Todd Rivaldo Albert Ferre (born 15 March 1999) is an Indonesian professional footballer who plays as an attacking midfielder and right winger for Liga 1 club PSS Sleman.

Club career

Early career
Before becoming a football player, Rivaldo started his career as a futsal player.

Then, he received an offer to join the Persipura U-19 team.
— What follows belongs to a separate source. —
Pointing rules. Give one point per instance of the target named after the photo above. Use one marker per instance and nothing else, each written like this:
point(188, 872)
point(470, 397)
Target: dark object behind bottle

He helped Persipura to win the 2017 Liga 1 U-19 also scored a freekick in the final match 
against Persib U-19. 
Persipura coach at that time, Peter Butler, then called Rivaldo to play in the senior team.

Persipura Jayapura

2018 season: First team breakthrough
Rivaldo made his debut in 2018 Liga 1 when Persipura were beaten 1-3 by Arema. He scored a goal in the 90th minute. Although, his goal did not save Mutiara Hitam from defeat. He scored and assisted a goal, in a 6–0 win against Madura United. Persipura finished 12th in the league, with Rivaldo making 15 appearances and scored 3 goals.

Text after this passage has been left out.